You are viewing a plain text version of this content. The canonical link for it is here.
Posted to dev@httpd.apache.org by Ruediger Pluem <rp...@apache.org> on 2010/06/04 07:27:23 UTC

Re: svn commit: r951222 - in /httpd/httpd/trunk: CHANGES modules/cache/mod_disk_cache.c

On 04.06.2010 02:17, minfrin@apache.org wrote:
> Author: minfrin
> Date: Fri Jun  4 00:17:16 2010
> New Revision: 951222
> 
> URL: http://svn.apache.org/viewvc?rev=951222&view=rev
> Log:
> mod_disk_cache: Decline the opportunity to cache if the response is
> a 206 Partial Content. This stops a reverse proxied partial response
> from becoming cached, and then being served in subsequent responses.
> 
> Modified:
>     httpd/httpd/trunk/CHANGES
>     httpd/httpd/trunk/modules/cache/mod_disk_cache.c
> 
> Modified: httpd/httpd/trunk/CHANGES
> URL: http://svn.apache.org/viewvc/httpd/httpd/trunk/CHANGES?rev=951222&r1=951221&r2=951222&view=diff
> ==============================================================================
> --- httpd/httpd/trunk/CHANGES [utf-8] (original)
> +++ httpd/httpd/trunk/CHANGES [utf-8] Fri Jun  4 00:17:16 2010
> @@ -28,6 +28,11 @@ Changes with Apache 2.3.6
>       processing is completed, avoiding orphaned callback pointers.
>       [Brett Gervasoni <brettg senseofsecurity.com>, Jeff Trawick]
>  
> +  *) mod_disk_cache: Decline the opportunity to cache if the response is
> +     a 206 Partial Content. This stops a reverse proxied partial response
> +     from becoming cached, and then being served in subsequent responses.
> +     [Graham Leggett]
> +
>    *) mod_deflate: avoid the risk of forwarding data before headers are set.
>       PR 49369 [Matthew Steele <mdsteele google.com>]
>  
> 
> Modified: httpd/httpd/trunk/modules/cache/mod_disk_cache.c
> URL: http://svn.apache.org/viewvc/httpd/httpd/trunk/modules/cache/mod_disk_cache.c?rev=951222&r1=951221&r2=951222&view=diff
> ==============================================================================
> --- httpd/httpd/trunk/modules/cache/mod_disk_cache.c (original)
> +++ httpd/httpd/trunk/modules/cache/mod_disk_cache.c Fri Jun  4 00:17:16 2010
> @@ -333,6 +333,14 @@ static int create_entity(cache_handle_t 
>          return DECLINED;
>      }
>  
> +    /* we don't support caching of range requests (yet) */
> +    if (r->status == HTTP_PARTIAL_CONTENT) {
> +        ap_log_error(APLOG_MARK, APLOG_DEBUG, 0, r->server,
> +                     "disk_cache: URL %s partial content response not cached",
> +                     key);
> +        return DECLINED;
> +    }
> +

Why is this needed? mod_cache itself does not allow partial content to be cached
and even if this does not work it should be fixed there and not in one of the
storage providers.

Regards

Rüdiger


Re: svn commit: r951222 - in /httpd/httpd/trunk: CHANGES modules/cache/mod_disk_cache.c

Posted by Rainer Jung <ra...@kippdata.de>.
On 06.06.2010 13:35, Graham Leggett wrote:
> On 05 Jun 2010, at 6:51 PM, Ruediger Pluem wrote:
> The reason we don't see this problem very often is because we don't see
> a 206 very often at this point in the code.

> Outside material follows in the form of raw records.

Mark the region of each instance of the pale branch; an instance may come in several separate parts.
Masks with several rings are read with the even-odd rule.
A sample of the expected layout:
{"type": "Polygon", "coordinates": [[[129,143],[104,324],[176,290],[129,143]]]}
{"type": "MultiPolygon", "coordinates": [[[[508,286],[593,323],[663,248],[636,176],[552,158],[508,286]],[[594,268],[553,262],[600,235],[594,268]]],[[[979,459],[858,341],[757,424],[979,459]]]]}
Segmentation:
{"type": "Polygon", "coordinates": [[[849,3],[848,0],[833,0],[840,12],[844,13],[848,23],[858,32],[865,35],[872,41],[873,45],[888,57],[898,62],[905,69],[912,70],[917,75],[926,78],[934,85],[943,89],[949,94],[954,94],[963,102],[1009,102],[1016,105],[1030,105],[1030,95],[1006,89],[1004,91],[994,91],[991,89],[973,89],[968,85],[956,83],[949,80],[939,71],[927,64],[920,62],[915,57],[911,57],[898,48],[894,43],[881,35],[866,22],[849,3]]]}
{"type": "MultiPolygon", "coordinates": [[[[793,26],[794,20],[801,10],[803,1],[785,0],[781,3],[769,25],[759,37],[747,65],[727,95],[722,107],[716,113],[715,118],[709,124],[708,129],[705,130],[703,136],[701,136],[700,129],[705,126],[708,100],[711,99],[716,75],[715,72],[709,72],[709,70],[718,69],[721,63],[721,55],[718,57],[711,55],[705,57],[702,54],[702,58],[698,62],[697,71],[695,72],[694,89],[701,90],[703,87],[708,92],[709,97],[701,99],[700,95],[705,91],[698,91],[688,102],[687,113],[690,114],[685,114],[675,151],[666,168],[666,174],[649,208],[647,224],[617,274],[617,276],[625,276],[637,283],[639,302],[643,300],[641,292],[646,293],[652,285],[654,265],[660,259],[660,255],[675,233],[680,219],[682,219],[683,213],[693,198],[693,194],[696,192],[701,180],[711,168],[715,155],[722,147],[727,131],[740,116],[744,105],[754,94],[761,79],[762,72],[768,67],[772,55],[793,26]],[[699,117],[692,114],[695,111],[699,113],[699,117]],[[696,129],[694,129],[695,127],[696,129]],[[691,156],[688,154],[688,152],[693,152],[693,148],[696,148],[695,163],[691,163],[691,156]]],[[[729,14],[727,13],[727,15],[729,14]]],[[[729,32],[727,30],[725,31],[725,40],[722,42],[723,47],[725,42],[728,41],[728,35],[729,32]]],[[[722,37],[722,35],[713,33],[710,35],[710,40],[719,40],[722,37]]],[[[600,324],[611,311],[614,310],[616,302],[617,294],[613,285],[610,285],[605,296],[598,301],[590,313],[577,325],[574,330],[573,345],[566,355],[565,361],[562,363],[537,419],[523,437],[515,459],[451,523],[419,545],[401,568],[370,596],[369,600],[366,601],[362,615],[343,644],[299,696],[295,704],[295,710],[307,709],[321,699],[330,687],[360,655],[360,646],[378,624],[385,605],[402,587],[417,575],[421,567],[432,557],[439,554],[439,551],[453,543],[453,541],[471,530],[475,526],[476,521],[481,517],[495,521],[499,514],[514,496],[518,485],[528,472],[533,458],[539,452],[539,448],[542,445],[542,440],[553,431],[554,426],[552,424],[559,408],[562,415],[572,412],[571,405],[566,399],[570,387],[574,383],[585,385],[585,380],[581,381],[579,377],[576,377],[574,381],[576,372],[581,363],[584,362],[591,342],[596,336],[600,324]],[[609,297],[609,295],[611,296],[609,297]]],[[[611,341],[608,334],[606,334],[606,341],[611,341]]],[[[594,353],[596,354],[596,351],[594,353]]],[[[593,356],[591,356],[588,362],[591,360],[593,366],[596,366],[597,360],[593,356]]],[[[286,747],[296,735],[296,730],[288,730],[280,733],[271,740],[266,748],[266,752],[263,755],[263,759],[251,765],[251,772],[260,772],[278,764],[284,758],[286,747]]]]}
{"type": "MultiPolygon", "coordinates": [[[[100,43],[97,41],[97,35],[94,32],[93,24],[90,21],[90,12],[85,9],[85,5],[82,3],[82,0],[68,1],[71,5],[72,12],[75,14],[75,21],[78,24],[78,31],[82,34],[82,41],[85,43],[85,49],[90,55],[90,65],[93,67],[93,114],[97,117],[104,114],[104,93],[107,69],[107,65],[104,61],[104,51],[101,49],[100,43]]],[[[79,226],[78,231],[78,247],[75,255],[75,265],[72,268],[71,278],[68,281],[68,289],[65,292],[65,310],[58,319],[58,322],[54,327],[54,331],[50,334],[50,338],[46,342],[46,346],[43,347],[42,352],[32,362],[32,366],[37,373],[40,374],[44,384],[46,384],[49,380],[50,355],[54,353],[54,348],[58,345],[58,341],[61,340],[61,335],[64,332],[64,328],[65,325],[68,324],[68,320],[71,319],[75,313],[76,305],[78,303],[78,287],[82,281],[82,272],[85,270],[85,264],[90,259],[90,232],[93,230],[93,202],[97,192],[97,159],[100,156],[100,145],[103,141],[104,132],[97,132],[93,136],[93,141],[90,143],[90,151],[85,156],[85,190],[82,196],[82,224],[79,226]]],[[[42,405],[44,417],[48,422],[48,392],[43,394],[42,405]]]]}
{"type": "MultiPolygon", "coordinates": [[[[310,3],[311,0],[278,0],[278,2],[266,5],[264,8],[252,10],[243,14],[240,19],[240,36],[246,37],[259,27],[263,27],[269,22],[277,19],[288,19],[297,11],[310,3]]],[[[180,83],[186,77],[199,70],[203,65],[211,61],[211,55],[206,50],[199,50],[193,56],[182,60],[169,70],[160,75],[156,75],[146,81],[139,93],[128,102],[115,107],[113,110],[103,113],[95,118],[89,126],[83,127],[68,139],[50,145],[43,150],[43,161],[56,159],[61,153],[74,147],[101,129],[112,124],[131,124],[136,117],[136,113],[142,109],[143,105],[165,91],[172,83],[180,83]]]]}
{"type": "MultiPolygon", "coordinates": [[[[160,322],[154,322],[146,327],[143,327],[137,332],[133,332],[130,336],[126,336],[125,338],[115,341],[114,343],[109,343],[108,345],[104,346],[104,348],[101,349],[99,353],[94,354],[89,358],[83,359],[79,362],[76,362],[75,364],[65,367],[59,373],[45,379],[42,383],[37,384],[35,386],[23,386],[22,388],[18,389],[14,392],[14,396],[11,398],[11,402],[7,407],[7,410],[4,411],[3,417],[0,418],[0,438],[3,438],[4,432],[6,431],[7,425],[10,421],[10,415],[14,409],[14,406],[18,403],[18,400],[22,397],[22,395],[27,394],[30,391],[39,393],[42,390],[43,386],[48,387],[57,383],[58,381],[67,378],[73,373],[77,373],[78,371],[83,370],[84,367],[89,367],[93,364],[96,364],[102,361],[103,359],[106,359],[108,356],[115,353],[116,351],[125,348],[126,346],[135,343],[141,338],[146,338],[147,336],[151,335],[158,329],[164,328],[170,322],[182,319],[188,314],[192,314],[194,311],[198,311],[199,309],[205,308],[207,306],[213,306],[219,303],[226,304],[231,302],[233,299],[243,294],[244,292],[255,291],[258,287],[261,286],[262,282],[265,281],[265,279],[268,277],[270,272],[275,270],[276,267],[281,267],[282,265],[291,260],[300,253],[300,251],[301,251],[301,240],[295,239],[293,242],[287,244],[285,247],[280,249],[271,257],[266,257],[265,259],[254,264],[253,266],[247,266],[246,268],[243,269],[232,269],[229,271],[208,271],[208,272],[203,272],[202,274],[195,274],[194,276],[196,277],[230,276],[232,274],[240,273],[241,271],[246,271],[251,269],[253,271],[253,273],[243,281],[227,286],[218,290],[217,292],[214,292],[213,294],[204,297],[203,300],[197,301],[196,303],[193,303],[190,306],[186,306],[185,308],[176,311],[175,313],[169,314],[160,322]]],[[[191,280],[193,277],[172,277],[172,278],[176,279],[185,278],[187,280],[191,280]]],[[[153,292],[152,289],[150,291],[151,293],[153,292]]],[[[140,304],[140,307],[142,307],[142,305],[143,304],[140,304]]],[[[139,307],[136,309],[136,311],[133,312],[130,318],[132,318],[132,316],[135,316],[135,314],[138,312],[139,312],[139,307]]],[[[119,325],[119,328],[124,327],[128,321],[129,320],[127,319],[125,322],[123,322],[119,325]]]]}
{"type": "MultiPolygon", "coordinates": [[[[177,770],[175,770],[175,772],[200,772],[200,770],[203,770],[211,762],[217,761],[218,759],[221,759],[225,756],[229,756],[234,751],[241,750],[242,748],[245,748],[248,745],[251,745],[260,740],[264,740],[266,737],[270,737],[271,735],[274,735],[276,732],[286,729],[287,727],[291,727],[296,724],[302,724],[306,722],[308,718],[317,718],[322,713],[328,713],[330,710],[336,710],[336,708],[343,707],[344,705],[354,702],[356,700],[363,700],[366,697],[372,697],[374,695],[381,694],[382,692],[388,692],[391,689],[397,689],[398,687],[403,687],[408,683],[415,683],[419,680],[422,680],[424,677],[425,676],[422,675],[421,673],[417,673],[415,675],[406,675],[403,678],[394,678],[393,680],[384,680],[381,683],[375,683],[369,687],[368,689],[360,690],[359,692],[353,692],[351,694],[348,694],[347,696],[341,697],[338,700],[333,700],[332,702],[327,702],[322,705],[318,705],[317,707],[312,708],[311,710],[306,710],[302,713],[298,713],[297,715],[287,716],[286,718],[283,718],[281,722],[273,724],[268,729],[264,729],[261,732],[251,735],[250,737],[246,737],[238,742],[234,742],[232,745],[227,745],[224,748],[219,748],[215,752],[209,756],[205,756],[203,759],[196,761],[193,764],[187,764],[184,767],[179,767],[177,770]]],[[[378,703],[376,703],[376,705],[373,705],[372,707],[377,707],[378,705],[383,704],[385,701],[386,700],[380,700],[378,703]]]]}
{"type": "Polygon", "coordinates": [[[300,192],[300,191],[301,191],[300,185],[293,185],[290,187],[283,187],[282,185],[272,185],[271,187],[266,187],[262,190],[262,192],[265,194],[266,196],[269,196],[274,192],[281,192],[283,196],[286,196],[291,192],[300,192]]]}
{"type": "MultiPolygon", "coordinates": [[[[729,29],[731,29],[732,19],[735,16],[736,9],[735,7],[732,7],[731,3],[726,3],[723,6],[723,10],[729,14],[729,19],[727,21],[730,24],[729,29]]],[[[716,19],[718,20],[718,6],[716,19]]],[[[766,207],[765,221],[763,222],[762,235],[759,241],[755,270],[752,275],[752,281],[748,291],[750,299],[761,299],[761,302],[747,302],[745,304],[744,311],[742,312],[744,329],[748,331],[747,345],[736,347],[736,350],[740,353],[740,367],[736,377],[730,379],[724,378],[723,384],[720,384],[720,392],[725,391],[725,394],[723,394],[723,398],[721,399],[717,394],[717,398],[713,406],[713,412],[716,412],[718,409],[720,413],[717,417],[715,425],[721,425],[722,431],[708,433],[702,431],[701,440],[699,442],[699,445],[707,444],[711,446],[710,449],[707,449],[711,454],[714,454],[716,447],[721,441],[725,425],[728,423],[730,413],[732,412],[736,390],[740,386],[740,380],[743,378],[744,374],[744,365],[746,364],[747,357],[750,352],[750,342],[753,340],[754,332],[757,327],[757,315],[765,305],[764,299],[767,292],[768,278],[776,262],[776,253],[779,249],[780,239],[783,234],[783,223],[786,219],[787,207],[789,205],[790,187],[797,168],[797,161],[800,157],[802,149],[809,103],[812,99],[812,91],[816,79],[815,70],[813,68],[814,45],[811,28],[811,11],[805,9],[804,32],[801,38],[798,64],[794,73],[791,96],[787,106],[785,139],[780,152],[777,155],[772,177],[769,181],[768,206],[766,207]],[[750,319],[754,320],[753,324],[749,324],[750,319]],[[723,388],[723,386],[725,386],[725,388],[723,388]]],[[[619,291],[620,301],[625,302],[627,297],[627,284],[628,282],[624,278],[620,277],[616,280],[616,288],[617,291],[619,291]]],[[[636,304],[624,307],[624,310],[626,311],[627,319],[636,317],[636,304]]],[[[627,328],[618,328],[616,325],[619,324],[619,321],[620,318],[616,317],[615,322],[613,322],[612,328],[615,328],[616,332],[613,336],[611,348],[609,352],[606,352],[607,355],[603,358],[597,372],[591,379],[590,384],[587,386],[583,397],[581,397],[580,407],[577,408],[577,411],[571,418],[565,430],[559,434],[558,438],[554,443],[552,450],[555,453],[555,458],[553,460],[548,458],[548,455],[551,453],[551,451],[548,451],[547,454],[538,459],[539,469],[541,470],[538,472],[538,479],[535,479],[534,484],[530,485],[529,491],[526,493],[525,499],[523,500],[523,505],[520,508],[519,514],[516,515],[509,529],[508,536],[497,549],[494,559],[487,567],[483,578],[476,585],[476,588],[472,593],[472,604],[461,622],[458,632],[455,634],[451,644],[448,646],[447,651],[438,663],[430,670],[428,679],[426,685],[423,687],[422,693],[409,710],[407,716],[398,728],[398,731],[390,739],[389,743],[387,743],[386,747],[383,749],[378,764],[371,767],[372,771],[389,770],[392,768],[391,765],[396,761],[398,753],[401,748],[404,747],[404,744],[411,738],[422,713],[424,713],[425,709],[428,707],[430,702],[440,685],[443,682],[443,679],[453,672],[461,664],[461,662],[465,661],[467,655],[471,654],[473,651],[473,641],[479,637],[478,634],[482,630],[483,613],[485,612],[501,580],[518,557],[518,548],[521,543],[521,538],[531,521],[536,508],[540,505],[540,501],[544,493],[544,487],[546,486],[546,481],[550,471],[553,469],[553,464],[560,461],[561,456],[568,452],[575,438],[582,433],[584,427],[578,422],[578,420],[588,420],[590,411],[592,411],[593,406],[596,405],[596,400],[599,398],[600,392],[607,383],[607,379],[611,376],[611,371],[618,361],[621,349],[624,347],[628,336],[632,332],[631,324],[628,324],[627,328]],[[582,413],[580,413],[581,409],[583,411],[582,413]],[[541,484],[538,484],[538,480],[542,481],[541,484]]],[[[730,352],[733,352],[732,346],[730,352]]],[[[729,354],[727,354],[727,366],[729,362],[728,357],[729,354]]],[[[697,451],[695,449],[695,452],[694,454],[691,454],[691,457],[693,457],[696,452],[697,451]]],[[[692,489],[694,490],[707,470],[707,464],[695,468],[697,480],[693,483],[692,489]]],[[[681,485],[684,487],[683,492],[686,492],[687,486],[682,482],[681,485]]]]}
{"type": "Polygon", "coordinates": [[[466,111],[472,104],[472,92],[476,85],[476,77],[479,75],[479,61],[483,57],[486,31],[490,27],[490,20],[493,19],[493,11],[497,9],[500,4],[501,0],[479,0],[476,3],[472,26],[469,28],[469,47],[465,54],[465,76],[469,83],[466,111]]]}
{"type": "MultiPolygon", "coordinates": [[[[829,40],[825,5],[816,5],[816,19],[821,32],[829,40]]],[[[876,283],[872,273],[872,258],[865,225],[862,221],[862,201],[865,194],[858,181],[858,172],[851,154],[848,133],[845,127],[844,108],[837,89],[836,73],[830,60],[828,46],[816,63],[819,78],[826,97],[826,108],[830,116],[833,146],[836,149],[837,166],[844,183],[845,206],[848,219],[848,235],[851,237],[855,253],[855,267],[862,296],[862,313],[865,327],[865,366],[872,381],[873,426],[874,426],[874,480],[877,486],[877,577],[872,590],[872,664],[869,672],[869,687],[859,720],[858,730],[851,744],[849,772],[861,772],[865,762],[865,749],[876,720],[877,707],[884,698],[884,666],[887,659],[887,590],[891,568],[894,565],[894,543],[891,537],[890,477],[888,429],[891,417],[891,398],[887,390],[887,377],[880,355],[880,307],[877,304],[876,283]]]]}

The filter that does content
> ranges sits after the CACHE_SAVE filter, and so under most
> circumstances, the response is still a complete 200 OK when it gets
> here, and the cache caches the full 200 OK response.
>
> If we reverse proxy to an application server of some kind, many
> applications don't consider the range request at all, and return a 200
> OK anyway. Again, the cache does "the right thing" at this point and
> caches the complete response, even if the browser has requested a range,
> the range filter turning the response into a range response after the
> cache has finished caching the full response.
>
> It's only when we reverse proxy to another server that understands and
> responds to range requests itself that we will see a 206 at this point,
> and this isn't a common configuration.
>
> Because the cache doesn't know any better, it passes the 206 back to
> mod_disk_cache. Because mod_disk_cache previously didn't know better
> either, it cached the 206 (this is now fixed). Subsequent ordinary
> requests were handed cached 206 partial responses in return even though
> the browser asked for a normal request, until an end user goes "huh",
> clicks "shift reload" and the cache fixes itself again.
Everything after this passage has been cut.